Retrospective analysis of 114 patients with solid tumors who received ICI since January 2016 til June 2020. LIPI score was classified in 3 groups: good (G), intermediate (I) and poor (P) and was tested for association with overall survival (OS) and progression free survival (PFS).

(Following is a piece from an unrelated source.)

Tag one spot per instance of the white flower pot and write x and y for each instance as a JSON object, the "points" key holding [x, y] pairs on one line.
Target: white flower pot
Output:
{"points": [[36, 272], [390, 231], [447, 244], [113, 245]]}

From 114 patients treated with ICI, 84 (73.7%) were male, with a mean age of 61 years. Fourteen (12.3%) were treatment-naive. Nivolumab was used in 59 patients (51.8%), pembrolizumab in 50 (43.9%), durvalumab in 4 (3.5%) and atezolizumab in 1 (0.9%). Regarding tumor sites: 80.7% NSCLC, 7.9% bladder, 5.3% renal, 2.6% colorectal, 0.9% breast, 0.9% thymus, 0.9% mesothelioma and 0.9% nasopharynx. According to LIPI classification, 11 patients (9.6%) were in P group, 37 (32.5%) in I group and 66 (57.9%) in G group. Median OS was 2.3m (95% CI 0.0 – 4.6) in P group, 12.2m (95% CI 2.4 – 22.0) in I group and 16.3m (95% CI 12.2 – 20.4) in G group (p<0.001). Median PFS was 1.8m (95% CI 0.5 – 3.2m) in P group, 7.1m (95% CI 2.4 – 11.8) in I group and 8.9m (95% CI 5.0 – 12.7) in G group (p<0.001). Cox regression analysis showed a better OS and PFS in G group comparing with I group (HR 7.1 (95% CI 3.2 – 15.9) and HR 5.0 (95% CI 2.4 – 10.5), respectively). No stastically significant difference for P group.
Poor LIPI score was associated with worse outcomes for ICI treated patients with solid tumors. LIPI score may be a useful tool to select patients for ICI treatment.